If you created a new project with Angular 21, ESLint is likely already set up.
If not, you can add it:

Terminal window
ng add @angular-eslint/schematics

This installs required packages and creates an .eslintrc.json file.

.eslintrc.json typically extends recommended Angular and TypeScript rules:

{
"root": true,
"ignorePatterns": ["projects/**/*"],
"overrides": [
{
"files": ["*.ts"],
"extends": [
"eslint:recommended",
"plugin:@typescript-eslint/recommended",
"plugin:@angular-eslint/recommended",
"plugin:@angular-eslint/template/process-inline-templates"
],
"rules": {
"@angular-eslint/directive-selector": ["error", { "type": "attribute", "prefix": "app", "style": "camelCase" }],
"@angular-eslint/component-selector": ["error", { "type": "element", "prefix": "app", "style": "kebab-case" }]
}
},
{
"files": ["*.html"],
"extends": ["plugin:@angular-eslint/template/recommended"],
"rules": {}
}
]
}

Add a script to package.json:

"scripts": {
"lint": "ng lint"
}

ng lint runs ESLint on your project. To automatically fix fixable issues, use ng lint --fix.

Prettier is an opinionated code formatter. It can be integrated with ESLint to avoid conflicts.

Terminal window
npm install --save-dev prettier eslint-config-prettier eslint-plugin-prettier
  • eslint-config-prettier turns off ESLint rules that conflict with Prettier.

  • eslint-plugin-prettier runs Prettier as an ESLint rule.

Create .prettierrc.json in the root:

{
"singleQuote": true,
"trailingComma": "es5",
"tabWidth": 2,
"semi": true,
"printWidth": 100
}

Update .eslintrc.json to include Prettier:

{
"overrides": [
{
"files": ["*.ts"],
"extends": [
"plugin:prettier/recommended" // adds both eslint-plugin-prettier and eslint-config-prettier
]
},
{
"files": ["*.html"],
"extends": ["plugin:prettier/recommended"]
}
]
}

Add formatting scripts:

"scripts": {
"format": "prettier --write \"src/**/*.{ts,html,scss,json}\"",
"format:check": "prettier --check \"src/**/*.{ts,html,scss,json}\""
}

Integrating with Pre‑commit Hooks (Husky + lint‑staged) To enforce formatting and linting before commits, use husky and lint-staged.

Installation

Terminal window
npm install --save-dev husky lint-staged
npx husky install

Add a lint-staged configuration in package.json:

"lint-staged": {
"*.ts": [
"eslint --fix",
"prettier --write"
],
"*.html": [
"eslint --fix",
"prettier --write"
],
"*.{json,scss}": [
"prettier --write"
]
}

Create a pre‑commit hook:

Terminal window
npx husky add .husky/pre-commit "npx lint-staged"
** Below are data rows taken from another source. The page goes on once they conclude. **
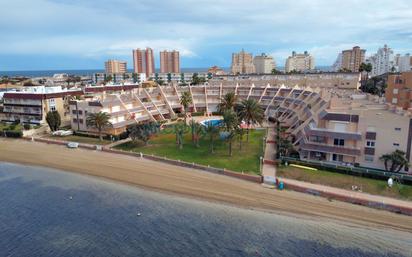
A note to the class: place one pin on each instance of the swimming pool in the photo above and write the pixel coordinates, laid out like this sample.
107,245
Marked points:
214,123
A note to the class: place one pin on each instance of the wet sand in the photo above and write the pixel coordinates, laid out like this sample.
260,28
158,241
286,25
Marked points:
195,184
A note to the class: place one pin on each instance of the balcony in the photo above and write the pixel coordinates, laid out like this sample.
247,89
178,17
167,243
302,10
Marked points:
319,147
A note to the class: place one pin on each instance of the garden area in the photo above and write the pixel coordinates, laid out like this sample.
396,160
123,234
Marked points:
164,144
344,181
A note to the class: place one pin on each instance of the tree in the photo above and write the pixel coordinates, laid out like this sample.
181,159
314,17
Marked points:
179,130
394,161
227,102
198,132
185,101
213,132
251,113
143,131
53,120
99,121
230,121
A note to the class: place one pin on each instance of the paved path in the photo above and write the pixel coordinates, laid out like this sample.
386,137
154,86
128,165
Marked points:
348,193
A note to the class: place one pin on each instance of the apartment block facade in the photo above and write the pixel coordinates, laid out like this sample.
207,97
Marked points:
353,58
143,61
382,62
242,63
32,105
115,66
399,90
169,61
264,64
336,126
300,62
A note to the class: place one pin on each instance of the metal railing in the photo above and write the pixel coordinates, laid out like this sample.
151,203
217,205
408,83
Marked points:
370,172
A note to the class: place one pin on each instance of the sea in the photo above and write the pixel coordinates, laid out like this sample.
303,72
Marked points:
46,212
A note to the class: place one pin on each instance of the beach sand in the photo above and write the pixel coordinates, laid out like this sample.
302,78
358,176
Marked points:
195,184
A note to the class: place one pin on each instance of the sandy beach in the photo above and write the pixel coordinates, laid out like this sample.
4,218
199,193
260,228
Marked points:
195,184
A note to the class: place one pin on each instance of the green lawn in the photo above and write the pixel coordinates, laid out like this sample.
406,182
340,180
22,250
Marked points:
368,185
80,139
164,145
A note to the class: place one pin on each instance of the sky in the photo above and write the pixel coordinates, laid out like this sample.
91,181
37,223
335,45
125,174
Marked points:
82,34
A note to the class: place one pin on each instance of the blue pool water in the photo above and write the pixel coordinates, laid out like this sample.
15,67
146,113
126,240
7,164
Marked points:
45,212
214,123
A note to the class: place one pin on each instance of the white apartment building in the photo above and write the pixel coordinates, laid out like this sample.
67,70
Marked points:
383,61
404,62
264,64
300,62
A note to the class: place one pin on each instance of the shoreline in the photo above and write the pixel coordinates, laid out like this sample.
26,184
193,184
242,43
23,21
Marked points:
186,182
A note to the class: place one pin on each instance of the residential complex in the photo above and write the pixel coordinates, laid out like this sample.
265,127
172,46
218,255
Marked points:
382,62
398,92
352,59
348,81
404,63
143,61
32,105
264,64
115,66
242,63
327,124
300,62
169,62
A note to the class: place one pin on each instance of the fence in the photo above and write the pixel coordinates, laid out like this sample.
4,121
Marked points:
357,171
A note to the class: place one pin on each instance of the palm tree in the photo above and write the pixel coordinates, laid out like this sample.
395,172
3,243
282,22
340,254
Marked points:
251,113
185,101
99,121
179,130
396,160
212,131
230,122
227,102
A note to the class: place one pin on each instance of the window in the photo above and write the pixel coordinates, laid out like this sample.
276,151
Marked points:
369,158
338,141
337,157
370,144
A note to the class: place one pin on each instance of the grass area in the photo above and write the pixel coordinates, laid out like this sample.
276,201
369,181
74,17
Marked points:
368,185
80,139
164,144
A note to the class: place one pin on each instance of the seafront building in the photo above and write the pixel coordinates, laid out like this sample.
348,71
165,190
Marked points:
352,59
33,103
242,63
143,61
340,126
115,66
300,62
348,81
398,92
382,62
264,64
169,62
404,63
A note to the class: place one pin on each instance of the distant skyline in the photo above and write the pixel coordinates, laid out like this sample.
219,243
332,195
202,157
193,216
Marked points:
83,34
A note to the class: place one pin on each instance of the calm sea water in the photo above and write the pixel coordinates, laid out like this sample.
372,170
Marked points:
44,212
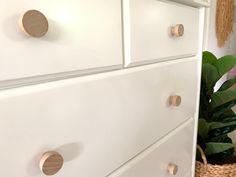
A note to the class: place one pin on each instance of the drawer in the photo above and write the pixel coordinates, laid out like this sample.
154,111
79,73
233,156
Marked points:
82,35
95,122
149,37
169,157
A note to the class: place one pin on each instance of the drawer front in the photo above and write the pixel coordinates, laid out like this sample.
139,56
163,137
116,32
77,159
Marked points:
151,23
81,35
169,157
96,122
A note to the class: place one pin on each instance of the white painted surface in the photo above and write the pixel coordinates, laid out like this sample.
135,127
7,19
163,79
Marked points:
195,3
150,38
97,122
175,148
82,35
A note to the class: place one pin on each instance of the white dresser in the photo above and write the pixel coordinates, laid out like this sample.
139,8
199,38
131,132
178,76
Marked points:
111,89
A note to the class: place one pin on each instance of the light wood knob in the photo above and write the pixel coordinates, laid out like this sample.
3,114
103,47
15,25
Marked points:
177,30
34,23
51,162
172,169
175,100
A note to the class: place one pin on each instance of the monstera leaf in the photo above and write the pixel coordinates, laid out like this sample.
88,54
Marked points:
216,117
222,97
215,148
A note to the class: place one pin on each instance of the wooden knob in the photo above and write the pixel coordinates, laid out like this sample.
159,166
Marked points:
172,169
50,163
175,100
34,23
177,30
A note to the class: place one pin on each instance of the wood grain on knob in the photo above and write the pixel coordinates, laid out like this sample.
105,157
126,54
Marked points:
51,162
34,23
175,100
172,169
177,30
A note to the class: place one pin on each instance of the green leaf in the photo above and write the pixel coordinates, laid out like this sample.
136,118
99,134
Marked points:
222,113
209,58
225,64
209,76
214,148
203,128
222,97
228,84
221,131
216,125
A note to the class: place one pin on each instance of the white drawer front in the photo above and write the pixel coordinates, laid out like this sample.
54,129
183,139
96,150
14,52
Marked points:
82,35
96,122
173,154
150,30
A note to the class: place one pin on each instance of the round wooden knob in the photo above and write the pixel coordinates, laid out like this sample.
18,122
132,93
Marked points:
172,169
177,30
34,23
50,163
175,100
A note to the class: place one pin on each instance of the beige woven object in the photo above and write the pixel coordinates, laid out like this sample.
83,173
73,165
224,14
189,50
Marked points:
208,170
224,20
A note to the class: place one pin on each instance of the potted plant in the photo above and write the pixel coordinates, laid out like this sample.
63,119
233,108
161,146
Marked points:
216,117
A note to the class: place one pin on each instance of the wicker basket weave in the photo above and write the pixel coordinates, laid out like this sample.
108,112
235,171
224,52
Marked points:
208,170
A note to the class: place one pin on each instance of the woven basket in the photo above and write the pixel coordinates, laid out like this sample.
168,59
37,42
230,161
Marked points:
208,170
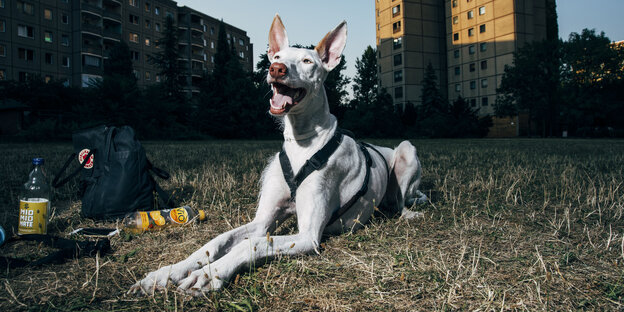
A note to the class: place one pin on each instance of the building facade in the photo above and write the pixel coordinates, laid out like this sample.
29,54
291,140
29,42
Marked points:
69,40
468,42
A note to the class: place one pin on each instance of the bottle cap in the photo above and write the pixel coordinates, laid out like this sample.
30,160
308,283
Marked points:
38,161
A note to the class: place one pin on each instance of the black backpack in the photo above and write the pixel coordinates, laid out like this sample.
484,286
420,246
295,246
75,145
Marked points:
114,172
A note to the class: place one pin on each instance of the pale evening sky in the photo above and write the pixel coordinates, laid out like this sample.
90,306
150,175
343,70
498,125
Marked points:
308,21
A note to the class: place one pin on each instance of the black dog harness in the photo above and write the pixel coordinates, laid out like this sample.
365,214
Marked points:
318,160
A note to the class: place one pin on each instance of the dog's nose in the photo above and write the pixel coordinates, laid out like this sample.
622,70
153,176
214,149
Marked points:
278,70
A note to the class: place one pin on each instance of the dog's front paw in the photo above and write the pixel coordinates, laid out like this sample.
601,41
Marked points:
201,281
156,280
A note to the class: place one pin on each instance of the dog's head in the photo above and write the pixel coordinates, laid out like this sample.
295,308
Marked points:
297,74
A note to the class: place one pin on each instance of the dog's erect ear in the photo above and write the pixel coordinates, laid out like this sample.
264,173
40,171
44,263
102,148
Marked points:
278,39
330,48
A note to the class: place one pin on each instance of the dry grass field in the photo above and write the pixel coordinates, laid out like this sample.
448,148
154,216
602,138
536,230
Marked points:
511,225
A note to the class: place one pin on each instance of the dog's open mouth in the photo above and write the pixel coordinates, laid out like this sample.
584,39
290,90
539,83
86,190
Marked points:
285,97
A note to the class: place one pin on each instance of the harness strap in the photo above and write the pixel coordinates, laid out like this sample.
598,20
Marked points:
319,159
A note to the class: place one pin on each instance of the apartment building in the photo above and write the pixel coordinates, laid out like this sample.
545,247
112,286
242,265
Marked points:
69,40
468,42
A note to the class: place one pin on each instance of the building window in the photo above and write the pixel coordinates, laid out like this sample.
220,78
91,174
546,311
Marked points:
483,46
398,59
25,54
398,92
47,36
47,14
91,61
396,10
26,8
133,37
397,43
25,31
133,19
398,76
396,27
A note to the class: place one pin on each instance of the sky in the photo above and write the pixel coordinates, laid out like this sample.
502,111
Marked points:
307,22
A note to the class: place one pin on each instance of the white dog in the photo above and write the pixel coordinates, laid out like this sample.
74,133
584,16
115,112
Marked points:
335,191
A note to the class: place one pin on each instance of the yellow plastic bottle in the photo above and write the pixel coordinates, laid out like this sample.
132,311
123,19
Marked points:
141,221
34,208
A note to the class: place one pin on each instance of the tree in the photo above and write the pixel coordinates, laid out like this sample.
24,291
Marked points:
171,72
593,82
433,114
532,85
114,97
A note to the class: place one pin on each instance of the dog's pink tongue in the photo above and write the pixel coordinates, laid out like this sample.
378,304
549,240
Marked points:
280,101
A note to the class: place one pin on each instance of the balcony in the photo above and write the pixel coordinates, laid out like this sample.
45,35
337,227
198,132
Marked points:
91,8
91,29
112,15
112,34
92,49
198,41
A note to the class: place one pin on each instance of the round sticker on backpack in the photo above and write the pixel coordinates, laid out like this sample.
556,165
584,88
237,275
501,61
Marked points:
82,155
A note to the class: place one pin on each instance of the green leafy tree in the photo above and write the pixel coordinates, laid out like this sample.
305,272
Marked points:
532,85
114,97
593,82
171,70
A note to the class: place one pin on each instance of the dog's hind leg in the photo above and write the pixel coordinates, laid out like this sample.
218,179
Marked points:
405,175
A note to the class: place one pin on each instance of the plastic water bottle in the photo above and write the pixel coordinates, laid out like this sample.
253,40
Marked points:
141,221
35,201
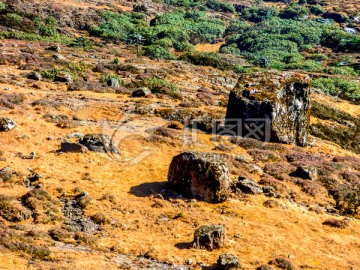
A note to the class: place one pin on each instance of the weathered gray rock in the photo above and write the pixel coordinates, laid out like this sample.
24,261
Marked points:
306,172
113,83
6,124
63,76
141,92
99,143
34,75
204,176
227,262
209,237
248,186
282,99
70,147
283,263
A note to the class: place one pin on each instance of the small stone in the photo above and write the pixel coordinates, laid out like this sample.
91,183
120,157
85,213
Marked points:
248,186
99,143
227,262
69,147
6,124
283,263
209,237
113,83
36,76
141,92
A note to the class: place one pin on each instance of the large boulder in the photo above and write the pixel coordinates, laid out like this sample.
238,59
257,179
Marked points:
204,176
100,143
271,106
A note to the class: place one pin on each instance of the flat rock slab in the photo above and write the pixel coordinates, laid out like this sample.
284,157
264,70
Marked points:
203,176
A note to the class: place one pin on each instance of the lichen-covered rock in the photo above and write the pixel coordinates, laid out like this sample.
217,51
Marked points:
6,124
209,237
204,176
248,186
227,262
11,209
282,99
45,207
99,143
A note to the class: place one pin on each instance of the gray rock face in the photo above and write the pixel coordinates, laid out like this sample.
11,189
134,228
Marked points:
306,172
113,83
6,124
248,186
203,176
69,147
63,77
227,262
141,92
283,99
100,143
36,76
209,237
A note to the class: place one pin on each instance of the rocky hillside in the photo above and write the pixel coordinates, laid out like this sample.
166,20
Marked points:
120,125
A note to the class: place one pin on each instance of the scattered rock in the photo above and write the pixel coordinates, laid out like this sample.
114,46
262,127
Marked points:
113,83
11,209
306,172
63,76
141,92
209,237
336,223
45,207
6,124
227,262
283,99
283,264
100,219
34,75
248,186
204,176
265,267
99,143
69,147
273,204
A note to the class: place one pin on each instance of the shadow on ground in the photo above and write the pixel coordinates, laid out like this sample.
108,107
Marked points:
147,189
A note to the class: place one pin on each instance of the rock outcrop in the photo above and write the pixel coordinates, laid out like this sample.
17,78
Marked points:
6,124
204,176
271,106
209,237
100,143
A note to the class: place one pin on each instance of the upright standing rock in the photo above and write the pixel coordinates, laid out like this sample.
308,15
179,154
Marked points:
283,99
209,237
204,176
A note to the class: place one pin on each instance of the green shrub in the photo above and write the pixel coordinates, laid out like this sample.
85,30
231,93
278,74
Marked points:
47,27
105,78
161,86
157,52
317,10
2,5
342,88
294,12
259,14
220,6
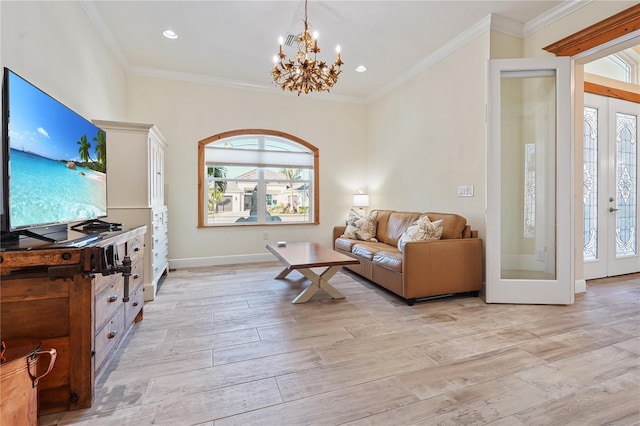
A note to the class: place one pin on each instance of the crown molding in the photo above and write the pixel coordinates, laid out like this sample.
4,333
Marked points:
563,9
476,30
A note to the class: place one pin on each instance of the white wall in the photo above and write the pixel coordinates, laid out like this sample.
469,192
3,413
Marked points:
187,112
54,46
427,136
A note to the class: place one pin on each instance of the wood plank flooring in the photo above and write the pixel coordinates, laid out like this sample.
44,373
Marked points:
225,346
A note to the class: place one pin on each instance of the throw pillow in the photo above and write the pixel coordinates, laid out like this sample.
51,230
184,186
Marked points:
360,227
421,229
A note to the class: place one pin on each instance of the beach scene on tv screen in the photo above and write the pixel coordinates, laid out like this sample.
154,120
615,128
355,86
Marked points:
57,160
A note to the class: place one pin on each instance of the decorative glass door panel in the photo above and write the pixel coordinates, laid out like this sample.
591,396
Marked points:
610,187
626,185
529,209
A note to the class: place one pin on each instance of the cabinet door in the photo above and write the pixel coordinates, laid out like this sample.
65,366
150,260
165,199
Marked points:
156,171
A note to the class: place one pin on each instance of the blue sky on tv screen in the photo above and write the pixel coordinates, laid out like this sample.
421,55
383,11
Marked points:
41,125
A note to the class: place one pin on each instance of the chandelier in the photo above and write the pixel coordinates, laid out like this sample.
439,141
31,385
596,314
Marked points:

Now every commit will automatically lint and format staged files.

Using Angular Schematics for Consistent Code Generation

Section titled “Using Angular Schematics for Consistent Code Generation”

You can also configure the Angular CLI to generate components with a specific style and lint setup. For example, to generate components with inline template and standalone: true by default, update angular.json:

"schematics": {
"@schematics/angular:component": {
"standalone": true,
"inlineTemplate": true,
"style": "scss"
}
}

ESLint and Prettier work together to keep your code clean and consistent. Automate them with Husky to catch issues before they reach the repository.